Loss-learning curve: what does this tell about my data

loss_lr

Does this mean that my data is not good enough for any learning to take place?

The finder probably did the entire epoch without attaining a sufficient drop for the loss, then stopped. There is some work in progress to fix this.

Is your dataset very small?

In any case, try to reduce the batch size and run the finder again.

Should you get the same dismal result, make the following provisional modification:

In learner.py, locate the function lr_find(...), delete it entirely and paste the following code in its place:

 def lr_find(self, start_lr=1e-5, end_lr=10, wds=None, linear=False, run_for=1):
        """Helps you find an optimal learning rate for a model.
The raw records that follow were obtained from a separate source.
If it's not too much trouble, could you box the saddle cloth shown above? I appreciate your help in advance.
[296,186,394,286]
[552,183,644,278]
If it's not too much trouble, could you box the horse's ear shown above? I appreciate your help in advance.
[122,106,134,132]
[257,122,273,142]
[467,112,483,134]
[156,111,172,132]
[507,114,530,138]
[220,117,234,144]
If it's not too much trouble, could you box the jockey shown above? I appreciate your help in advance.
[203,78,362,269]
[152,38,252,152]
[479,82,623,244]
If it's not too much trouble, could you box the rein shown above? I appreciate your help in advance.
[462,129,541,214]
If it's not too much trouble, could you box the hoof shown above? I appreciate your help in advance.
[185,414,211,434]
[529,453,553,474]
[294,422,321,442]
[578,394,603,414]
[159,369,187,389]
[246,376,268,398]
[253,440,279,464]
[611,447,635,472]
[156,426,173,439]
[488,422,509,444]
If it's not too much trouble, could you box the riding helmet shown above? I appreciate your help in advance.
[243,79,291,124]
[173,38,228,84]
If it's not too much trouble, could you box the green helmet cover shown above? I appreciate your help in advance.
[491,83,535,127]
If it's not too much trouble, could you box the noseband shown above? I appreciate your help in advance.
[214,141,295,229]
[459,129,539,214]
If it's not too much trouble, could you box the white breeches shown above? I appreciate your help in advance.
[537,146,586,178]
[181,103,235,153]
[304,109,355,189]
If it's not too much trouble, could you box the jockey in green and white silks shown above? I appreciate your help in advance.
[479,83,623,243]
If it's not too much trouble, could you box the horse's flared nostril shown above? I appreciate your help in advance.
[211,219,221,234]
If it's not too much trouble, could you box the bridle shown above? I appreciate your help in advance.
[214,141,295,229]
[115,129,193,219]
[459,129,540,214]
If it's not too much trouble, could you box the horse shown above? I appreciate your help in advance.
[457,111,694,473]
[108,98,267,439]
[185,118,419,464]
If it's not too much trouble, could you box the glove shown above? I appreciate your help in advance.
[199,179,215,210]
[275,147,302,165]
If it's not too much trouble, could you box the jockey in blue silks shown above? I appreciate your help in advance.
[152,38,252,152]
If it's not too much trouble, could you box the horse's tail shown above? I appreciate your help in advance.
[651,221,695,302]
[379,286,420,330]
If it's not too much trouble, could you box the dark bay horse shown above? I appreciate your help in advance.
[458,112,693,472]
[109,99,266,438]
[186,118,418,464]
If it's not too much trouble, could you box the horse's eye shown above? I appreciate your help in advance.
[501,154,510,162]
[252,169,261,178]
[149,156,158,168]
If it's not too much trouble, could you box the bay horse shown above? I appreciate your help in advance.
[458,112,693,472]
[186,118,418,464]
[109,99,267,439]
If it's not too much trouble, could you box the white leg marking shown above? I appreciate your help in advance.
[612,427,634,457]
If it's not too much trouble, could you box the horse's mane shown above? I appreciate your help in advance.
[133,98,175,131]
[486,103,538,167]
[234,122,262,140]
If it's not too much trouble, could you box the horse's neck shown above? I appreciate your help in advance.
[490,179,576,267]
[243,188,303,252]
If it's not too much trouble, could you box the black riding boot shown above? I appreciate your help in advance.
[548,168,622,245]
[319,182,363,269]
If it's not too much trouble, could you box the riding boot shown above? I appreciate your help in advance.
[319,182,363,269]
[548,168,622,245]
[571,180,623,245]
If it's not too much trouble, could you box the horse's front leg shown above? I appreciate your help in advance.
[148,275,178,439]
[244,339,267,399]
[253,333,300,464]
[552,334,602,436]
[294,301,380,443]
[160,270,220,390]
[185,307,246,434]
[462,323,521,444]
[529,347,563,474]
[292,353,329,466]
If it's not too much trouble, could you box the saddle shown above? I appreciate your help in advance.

         It uses the technique developed in the 2015 paper
         `Cyclical Learning Rates for Training Neural Networks`, where
         we simply keep increasing the learning rate from a very small value,
         until the loss starts decreasing.

        Args:
            start_lr (float/numpy array) : Passing in a numpy array allows you
                to specify learning rates for a learner's layer_groups
            end_lr (float) : The maximum learning rate to try.
            wds (iterable/float)
            run_for (Int) : the number of cycles we want to run the finder over.

        Examples:
            As training moves us closer to the optimal weights for a model,
            the optimal learning rate will be smaller. We can take advantage of
            that knowledge and provide lr_find() with a starting learning rate
            1000x smaller than the model's current learning rate as such:

            >> learn.lr_find(lr/1000)

            >> lrs = np.array([ 1e-4, 1e-3, 1e-2 ])
            >> learn.lr_find(lrs / 1000)

        Notes:
            lr_find() may finish before going through each batch of examples if
            the loss decreases enough.

        .. _Cyclical Learning Rates for Training Neural Networks:
            http://arxiv.org/abs/1506.01186

        """
        self.save('tmp')
        layer_opt = self.get_layer_opt(start_lr, wds)
        self.sched = LR_Finder(layer_opt, run_for*len(self.data.trn_dl), end_lr, linear=linear)
        self.fit_gen(self.model, self.data, layer_opt, run_for)
        self.load('tmp')

Now you can specify an additional param: run_for=N, by which the finder will run for N epochs. Do your experiments and report back. Don’t be afraid: you can revert to the original file just by doing a git pull.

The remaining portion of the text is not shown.